Methods: We retrospectively analyzed prospective data from patients who underwent a transcatheter aortic valve implantation (TAVI) from July 2009 to March 2017. After the procedure patients were extubated in a hybrid operating room according to our fast track protocol and thereafter admitted to the intensive care unit where SAPS II was prospectively calculated. Kolmogorov-Smirnov test was used to test continuous variables for normal distribution. A Spearman's test was used to evaluate correlation with length of ICU- and hospital stay. Calibration and discrimination for 30-day mortality have been calculated through Hosmer–Lemeshow and receiver operating characteristic (ROC) analysis respectfully.

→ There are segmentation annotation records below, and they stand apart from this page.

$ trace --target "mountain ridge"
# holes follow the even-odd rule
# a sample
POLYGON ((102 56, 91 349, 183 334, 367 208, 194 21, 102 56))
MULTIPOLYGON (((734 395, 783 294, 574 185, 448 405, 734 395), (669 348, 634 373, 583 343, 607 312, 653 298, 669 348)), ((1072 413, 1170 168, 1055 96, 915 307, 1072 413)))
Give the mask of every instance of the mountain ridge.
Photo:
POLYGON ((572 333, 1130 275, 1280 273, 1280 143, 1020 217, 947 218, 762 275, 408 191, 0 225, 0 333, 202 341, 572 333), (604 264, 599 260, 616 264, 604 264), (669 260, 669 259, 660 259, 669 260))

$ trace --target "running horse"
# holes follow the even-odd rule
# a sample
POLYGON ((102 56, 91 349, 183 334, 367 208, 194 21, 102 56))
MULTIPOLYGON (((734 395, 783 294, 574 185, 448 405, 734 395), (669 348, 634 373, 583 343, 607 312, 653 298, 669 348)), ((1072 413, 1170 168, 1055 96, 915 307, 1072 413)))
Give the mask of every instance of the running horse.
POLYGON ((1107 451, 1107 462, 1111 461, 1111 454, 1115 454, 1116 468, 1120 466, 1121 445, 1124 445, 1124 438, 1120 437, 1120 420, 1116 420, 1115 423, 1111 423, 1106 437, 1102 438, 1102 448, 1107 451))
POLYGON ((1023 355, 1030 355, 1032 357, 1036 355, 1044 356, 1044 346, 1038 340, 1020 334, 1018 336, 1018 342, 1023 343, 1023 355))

Results: A total of 782 TAVI procedures were performed in 782 patients. The procedure was performed via transapical (TA) access in 282 patients (36%) and via transfemoral (TF) access in 500 patients (64%). Patients in TA group had a longer ICU- (4.0 ± 5.9 vs. 2.1 ± 3.6 days, p < 0.001) and hospital stay (14.3 ± 9.8 vs. 11.0 ± 8.6 days, p < 0.001) and higher mortality (8 vs. 4%, p = 0.02) than those in TF group. Logistic EuroSCORE and EuroSCORE II were higher in TA compared to TF group (28.5 ± 17.4 vs. 22.0 ± 14.7, p < 0.001 and 11.1 ± 9.3 vs. 8.1 ± 7.2, p < 0.001), but SAPS II was not significantly different between the groups (28.9 ± 10.9 vs. 29.6 ± 14.6, p = 0.56). SAPS II correlates with the length of ICU (p < 0.001) and hospital stay (p < 0.001) in both groups; there is, however, no correlation between Logistic EuroSCORE and EuroSCORE II with the length of ICU and hospital stay. Hosmer–Lemeshow test for 30-day mortality was not significant in both groups for all the scores. According to receiver operating characteristic, SAPS II offers a superior discrimination for 30-day mortality than logistic EuroSCORE or EuroSCORE II in TF (area under the curve = 0.72 vs. 0.65 vs. 0.64, respectively) and TA group (area under the curve = 0.60 vs. 0.56 vs. 0.57, respectively).

Conclusions: SAPS II correlates with the length of ICU and hospital stay and offers a fair discrimination for 30-day mortality in both TA and TF TAVI patients. It is superior to logistic EuroSCORE and EuroSCORE II in discrimination for 30-day mortality.